D’une mairie l’autre
Avant cette mairie du XVIIe dont la façade est en travaux, sur le même lieu, un édifice, la première mairie de la commune des Batignolles, avait été inauguré le 21 octobre 1849 par Louis-Napoléon Bonaparte, président de la République, futur Napoléon III : banquet de 400 couverts, grand bal, feu d’artifice.
Œuvre de l’architecte Paul-Eugène Lequeux, grand prix de Rome, cette mairie était devenue indispensable. Alors qu’au début du XIXe siècle, il n’y avait aux Batignolles que quelques maisons et des exploitations agricoles, on commence à lotir sous le Premier Empire, les constructions se développent rapidement sous la Restauration et la Monarchie de Juillet : petites maisons avec jardin, immeubles de rapport. On compte 3 500 habitants en 1827, 14 000 en 1842, 65 000 en 1860 quand Paris annexe les communes suburbaines.

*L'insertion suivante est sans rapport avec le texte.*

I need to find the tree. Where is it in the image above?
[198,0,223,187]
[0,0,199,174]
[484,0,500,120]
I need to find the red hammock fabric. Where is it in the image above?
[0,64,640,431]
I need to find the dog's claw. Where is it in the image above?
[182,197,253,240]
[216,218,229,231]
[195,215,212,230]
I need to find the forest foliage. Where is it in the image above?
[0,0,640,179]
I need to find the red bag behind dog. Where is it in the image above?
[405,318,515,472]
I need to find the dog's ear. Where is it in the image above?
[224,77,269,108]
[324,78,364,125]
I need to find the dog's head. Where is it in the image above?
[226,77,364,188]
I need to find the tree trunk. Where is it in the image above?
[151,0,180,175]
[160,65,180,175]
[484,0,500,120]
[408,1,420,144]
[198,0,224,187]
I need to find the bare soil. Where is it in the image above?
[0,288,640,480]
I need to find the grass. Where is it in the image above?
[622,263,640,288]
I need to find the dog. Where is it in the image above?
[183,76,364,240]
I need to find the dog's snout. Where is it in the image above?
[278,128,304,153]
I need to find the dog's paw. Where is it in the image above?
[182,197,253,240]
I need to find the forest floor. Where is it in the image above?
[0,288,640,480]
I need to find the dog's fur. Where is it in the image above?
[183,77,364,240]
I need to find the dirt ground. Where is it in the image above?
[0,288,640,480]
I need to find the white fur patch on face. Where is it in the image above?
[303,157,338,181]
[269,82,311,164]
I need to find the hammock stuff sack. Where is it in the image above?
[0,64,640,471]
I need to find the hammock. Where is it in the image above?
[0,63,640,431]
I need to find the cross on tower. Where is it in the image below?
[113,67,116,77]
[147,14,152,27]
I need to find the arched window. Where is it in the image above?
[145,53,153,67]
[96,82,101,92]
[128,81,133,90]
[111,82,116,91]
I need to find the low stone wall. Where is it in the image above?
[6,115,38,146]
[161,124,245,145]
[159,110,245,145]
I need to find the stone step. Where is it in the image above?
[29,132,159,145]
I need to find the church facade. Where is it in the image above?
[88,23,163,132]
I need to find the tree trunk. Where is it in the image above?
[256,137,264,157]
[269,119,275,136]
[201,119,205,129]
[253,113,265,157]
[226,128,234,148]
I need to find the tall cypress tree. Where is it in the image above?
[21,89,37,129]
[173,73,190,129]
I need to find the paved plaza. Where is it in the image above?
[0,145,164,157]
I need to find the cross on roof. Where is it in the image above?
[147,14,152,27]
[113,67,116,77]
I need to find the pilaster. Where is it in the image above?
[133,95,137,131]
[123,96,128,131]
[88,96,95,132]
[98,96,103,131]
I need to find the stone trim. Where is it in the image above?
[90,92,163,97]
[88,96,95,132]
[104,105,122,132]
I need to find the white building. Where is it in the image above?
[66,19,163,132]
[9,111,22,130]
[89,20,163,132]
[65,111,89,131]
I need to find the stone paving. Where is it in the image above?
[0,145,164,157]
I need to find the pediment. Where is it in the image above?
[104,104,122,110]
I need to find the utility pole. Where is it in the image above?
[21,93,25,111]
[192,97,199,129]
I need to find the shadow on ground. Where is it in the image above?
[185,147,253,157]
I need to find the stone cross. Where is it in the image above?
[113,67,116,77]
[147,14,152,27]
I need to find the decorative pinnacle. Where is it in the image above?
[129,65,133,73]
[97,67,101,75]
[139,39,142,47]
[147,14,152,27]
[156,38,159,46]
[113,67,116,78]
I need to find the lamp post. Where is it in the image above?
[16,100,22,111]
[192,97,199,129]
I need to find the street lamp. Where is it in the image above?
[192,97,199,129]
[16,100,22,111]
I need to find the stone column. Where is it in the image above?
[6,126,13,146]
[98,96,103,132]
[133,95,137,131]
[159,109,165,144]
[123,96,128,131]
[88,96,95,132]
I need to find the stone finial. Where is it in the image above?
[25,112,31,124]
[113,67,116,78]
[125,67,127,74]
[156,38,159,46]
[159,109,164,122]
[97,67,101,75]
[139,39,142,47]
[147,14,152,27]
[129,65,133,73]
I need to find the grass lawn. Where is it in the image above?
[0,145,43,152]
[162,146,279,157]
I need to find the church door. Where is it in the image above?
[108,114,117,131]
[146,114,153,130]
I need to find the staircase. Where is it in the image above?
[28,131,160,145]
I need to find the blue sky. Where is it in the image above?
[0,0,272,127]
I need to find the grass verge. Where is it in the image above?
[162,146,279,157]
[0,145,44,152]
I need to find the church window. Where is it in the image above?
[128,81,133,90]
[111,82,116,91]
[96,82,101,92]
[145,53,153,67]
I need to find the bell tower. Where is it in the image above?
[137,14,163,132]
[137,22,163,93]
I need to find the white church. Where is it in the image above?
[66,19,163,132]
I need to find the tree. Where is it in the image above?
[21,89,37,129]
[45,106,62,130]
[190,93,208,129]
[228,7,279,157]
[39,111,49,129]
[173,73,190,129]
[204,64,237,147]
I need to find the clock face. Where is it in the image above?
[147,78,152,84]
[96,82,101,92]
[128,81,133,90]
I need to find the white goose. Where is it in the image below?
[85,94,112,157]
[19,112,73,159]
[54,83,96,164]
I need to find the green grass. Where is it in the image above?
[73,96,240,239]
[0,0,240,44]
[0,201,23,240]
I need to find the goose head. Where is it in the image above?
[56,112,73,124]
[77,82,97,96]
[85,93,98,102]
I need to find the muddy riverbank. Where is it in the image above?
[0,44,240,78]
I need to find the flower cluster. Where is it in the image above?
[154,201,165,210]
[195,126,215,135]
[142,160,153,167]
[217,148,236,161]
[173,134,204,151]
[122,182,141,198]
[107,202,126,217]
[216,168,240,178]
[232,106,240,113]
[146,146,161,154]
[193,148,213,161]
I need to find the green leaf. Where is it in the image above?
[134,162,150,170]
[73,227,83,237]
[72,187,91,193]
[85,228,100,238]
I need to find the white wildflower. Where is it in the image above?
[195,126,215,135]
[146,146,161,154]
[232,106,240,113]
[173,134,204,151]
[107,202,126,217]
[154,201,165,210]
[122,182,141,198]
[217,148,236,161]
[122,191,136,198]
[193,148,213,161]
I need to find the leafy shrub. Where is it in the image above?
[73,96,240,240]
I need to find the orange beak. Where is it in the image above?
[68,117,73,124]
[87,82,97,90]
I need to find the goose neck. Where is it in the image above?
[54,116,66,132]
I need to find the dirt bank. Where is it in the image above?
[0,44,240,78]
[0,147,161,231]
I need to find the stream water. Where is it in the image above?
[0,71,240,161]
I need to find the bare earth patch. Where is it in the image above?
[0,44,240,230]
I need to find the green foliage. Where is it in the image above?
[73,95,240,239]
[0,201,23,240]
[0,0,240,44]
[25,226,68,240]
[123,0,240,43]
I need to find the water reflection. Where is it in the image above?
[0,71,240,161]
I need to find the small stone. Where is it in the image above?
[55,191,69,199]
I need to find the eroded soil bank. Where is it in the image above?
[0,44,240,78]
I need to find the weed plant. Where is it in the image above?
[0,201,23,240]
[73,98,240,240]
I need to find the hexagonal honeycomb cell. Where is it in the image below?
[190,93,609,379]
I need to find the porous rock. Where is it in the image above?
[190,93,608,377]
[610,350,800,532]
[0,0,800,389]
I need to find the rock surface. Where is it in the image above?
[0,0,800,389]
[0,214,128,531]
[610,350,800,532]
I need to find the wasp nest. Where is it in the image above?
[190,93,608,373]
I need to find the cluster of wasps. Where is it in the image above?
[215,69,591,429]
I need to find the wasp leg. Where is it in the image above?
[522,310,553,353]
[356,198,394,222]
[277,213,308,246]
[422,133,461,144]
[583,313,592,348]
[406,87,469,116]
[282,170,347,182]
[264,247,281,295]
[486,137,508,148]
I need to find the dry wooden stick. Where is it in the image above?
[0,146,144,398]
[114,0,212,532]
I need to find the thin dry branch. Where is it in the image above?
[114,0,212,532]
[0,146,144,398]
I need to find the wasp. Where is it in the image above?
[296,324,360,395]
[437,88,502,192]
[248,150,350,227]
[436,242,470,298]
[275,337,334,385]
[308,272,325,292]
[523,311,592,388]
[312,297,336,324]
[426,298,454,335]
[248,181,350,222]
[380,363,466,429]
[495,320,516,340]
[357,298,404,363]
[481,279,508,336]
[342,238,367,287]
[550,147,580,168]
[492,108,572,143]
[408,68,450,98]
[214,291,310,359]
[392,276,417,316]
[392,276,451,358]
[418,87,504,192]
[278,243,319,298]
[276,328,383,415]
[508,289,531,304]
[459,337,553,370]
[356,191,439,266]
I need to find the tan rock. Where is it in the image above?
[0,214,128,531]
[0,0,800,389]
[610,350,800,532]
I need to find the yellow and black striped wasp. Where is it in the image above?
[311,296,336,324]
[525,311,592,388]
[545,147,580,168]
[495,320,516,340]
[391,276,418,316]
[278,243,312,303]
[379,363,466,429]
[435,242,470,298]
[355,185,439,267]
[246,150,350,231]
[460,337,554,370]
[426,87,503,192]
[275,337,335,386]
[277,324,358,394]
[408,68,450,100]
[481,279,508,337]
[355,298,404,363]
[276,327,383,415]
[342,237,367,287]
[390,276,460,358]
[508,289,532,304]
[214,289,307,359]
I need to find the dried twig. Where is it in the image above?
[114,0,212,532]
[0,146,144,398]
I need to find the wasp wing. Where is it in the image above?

Entre temps, en 1830, les secteurs des Batignolles et de Monceau avaient quitté de la commune de Clichy, devenant une commune de plein exercice. Deux bâtiments administratifs sont édifiés 54 rue des Batignolles et 50 rue Truffaut, rapidement trop petits pour cette ville-champignon.
Enfin Lequeux vint
Avant d’être l’architecte de la mairie des Batignolles inaugurée en 1849, Paul-Eugène Lequeux avait agrandi l’église Sainte-Marie des Batignolles en 1834. Adolphe Azémar avait construit le théâtre des Batignolles en 1838 qui deviendra bien plus tard le théâtre Hébertot.

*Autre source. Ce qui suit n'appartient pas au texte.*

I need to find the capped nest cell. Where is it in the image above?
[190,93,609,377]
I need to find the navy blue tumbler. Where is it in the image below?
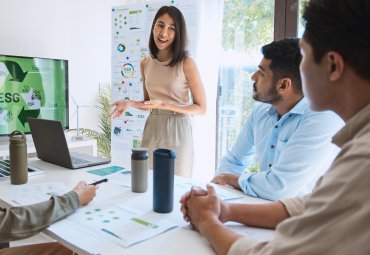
[153,148,176,213]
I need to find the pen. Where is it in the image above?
[89,178,108,185]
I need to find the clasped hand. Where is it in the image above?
[180,185,227,232]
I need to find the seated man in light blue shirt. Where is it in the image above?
[212,38,344,200]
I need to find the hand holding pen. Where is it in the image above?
[89,178,108,185]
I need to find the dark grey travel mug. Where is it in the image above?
[153,148,176,213]
[9,131,28,184]
[131,148,148,193]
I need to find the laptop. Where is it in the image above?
[28,118,110,169]
[0,159,44,181]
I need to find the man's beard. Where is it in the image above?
[253,84,281,104]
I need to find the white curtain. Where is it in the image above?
[193,0,224,182]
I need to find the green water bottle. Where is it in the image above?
[9,131,28,185]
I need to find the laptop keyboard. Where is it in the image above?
[71,157,91,165]
[0,159,35,177]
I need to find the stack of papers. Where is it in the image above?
[68,204,177,247]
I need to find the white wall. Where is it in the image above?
[0,0,222,181]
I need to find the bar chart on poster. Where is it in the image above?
[111,0,200,164]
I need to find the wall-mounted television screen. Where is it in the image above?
[0,54,68,136]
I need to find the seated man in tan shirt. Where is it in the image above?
[0,182,97,255]
[180,0,370,255]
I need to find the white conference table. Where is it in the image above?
[0,159,272,255]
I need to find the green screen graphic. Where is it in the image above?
[0,55,68,135]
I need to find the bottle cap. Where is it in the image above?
[9,130,26,143]
[131,147,148,160]
[154,148,176,159]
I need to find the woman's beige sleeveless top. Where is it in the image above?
[144,56,190,104]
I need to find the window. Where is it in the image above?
[216,0,300,169]
[217,0,274,165]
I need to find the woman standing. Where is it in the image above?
[111,6,206,177]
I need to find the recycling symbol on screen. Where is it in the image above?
[0,57,45,129]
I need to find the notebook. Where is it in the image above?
[28,118,110,169]
[0,159,44,181]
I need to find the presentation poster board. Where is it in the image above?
[111,0,200,164]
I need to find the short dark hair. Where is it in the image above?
[149,6,188,66]
[303,0,370,81]
[261,38,303,94]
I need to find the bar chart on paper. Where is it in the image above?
[68,204,176,247]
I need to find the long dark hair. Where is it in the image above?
[149,6,188,67]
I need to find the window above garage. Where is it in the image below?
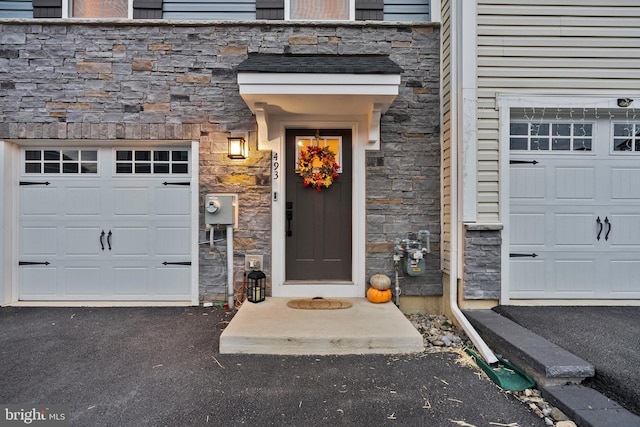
[32,0,162,19]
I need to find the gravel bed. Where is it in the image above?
[407,313,576,427]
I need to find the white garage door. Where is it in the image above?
[509,120,640,299]
[19,147,191,301]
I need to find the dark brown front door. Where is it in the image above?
[285,129,352,281]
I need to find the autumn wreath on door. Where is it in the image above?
[298,146,340,191]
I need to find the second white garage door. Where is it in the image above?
[18,147,192,301]
[509,119,640,299]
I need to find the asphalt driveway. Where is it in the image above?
[0,307,545,426]
[494,306,640,415]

Après l’église, le théâtre, ces symboles d’une commune en plein essor aux portes du Paris d’alors, une mairie moderne s’imposait.
Pour un coût avoisinant le million de francs or, Paul-Eugène Lequeux construit un bâtiment abritant l’ensemble des services de l’administration municipale et des salles d’apparat. Trois niveaux en pierres de taille ainsi décrits : « En retrait de la rue des Batignolles, hautes fenêtres à chapiteaux triangulaires, pilastres corinthiens, consoles, avant-corps formant péristyle, immense campanile surmonté d’une horloge à quatre cadrans qui sera rasé en 1952 ».

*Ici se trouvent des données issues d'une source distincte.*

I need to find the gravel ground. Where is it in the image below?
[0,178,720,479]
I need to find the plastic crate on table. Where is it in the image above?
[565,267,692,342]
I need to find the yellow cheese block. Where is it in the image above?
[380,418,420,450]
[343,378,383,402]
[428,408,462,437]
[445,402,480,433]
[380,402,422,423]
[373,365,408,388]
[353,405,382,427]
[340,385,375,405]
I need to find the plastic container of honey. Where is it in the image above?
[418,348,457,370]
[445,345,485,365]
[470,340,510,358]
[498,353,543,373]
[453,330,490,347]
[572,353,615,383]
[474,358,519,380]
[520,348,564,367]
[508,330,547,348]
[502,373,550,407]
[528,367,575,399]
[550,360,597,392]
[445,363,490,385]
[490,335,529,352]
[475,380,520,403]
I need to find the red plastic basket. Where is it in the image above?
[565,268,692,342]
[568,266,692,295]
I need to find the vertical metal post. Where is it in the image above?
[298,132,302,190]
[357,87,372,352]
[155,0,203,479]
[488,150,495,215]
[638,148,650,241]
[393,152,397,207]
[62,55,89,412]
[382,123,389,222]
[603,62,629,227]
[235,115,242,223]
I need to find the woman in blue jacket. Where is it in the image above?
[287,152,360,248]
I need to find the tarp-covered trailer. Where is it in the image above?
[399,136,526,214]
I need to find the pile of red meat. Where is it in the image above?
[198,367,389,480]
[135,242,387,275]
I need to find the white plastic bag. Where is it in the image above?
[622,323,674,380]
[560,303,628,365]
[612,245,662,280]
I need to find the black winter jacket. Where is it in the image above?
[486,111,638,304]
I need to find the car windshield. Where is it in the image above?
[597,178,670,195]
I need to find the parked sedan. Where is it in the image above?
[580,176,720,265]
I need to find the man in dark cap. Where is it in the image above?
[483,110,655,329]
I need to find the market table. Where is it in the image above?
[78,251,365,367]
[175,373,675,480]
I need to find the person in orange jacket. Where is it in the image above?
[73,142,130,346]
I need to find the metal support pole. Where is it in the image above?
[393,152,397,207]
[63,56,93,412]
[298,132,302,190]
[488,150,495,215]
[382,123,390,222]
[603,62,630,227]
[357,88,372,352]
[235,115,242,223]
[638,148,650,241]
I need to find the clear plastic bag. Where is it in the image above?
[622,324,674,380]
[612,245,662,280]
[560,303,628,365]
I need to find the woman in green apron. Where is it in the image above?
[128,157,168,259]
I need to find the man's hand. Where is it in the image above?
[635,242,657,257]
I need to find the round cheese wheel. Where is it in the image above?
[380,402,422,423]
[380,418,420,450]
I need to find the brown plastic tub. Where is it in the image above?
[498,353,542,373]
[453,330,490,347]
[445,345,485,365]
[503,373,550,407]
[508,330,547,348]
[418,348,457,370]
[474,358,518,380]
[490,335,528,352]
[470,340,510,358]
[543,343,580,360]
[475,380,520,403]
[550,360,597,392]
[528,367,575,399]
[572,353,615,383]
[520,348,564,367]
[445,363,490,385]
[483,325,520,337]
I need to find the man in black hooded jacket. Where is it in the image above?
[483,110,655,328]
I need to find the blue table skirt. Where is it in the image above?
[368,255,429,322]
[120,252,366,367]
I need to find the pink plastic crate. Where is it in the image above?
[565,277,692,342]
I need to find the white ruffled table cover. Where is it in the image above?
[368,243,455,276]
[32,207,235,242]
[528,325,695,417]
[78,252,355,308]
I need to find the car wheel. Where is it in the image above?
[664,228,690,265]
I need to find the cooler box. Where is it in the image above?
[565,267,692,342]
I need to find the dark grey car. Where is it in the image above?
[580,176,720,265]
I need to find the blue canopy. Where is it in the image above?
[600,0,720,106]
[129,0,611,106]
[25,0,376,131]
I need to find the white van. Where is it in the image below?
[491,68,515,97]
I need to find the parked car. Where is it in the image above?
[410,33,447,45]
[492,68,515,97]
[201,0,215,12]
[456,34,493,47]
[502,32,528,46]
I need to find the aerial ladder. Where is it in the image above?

En 1860, Paris absorbe la commune des Batignolles et, tout naturellement, la mairie des Batignolles devient la mairie du XVIIe arrondissement de Paris. Continuité au-delà du changement de statut, Auguste Balagny reste maire. Ses mandats successifs s’étendent de 1834 à 1870. L’édifice se révèle vite trop petit malgré l’annexion, en 1939, des deux écoles de filles et de garçons qui la flanquaient. Il faut dire qu’à cette date, le XVIIe arrondissement compte 221 000 habitants, bien loin des 26 000 de 1849.
Un projet de reconstruction qui prend son temps…
Un premier projet de 1941 est finalement rejeté en 1955… On envisage une cité administrative sur un vaste plateau au-dessus de la gare des Batignolles.
C’est en 1965 que le Conseil municipal adopte le projet de reconstruction in situ. Il était temps ! En 1973, Le Monde évoque « les fonctionnaires se rappelant avoir entendu le maire Richard Baret maugréer en contemplant les lézardes de son bureau : elle va me tomber dessus ! »
La mairie de Lequeux est démolie en mars 1970. Les services de la mairie s’installent provisoirement porte de Clichy, au 2 boulevard Berthier en attendant l’inauguration de la mairie de Bure et Favre qui intervient en 1973.
Un cache-misère ? Pas vraiment !
Il y a dix ans déjà, émergeait l’idée d’une façade végétale et pas seulement à Déclic 17/18. Un cache-misère ? Pas vraiment. Parmi les objectifs annoncés, améliorer les performances énergétiques du bâtiment, le confort thermique et acoustique, participer au programme de végétalisation de la ville et, enfin, moderniser l’image de la mairie et de sa façade sur la rue des Batignolles.
Les travaux en cours, pilotés par l’agence TOA, réalisés par l’entreprise Eliez, prévoient le remplacement des menuiseries d’origine par des menuiseries à ventilation haute, l’isolation extérieure, la création à chaque niveau de garde-corps filet surmontés d’une casquette-coursive, l’installation d’une centaine de jardinières suspendues où les végétaux seront installés en octobre 2021, saison propice.
Une couverture végétale sera aménagée sur le toit-terrasse : plus de 700 m2 de « toiture garrigue », 150 m2 de « zone gravillonnée toundra », des bacs ornementaux, des jardinières. L’ensemble pour un coût de 194 000 € hors taxes.
Pendant la durée des travaux et à cause de l’emprise du chantier sur le trottoir et la chaussée, la rue des Batignolles est fermée par un portail coulissant entre la rue des Dames et la rue Mariotte, Le cheminement des piétons est préservé le long de la façade de la mairie côté rue des Dames. Reprenons ce beau programme de l’agence TOA « la végétalisation de la façade offre l’opportunité de voir fleurir en période printanière et estivale l’emblème tricolore de notre nation ».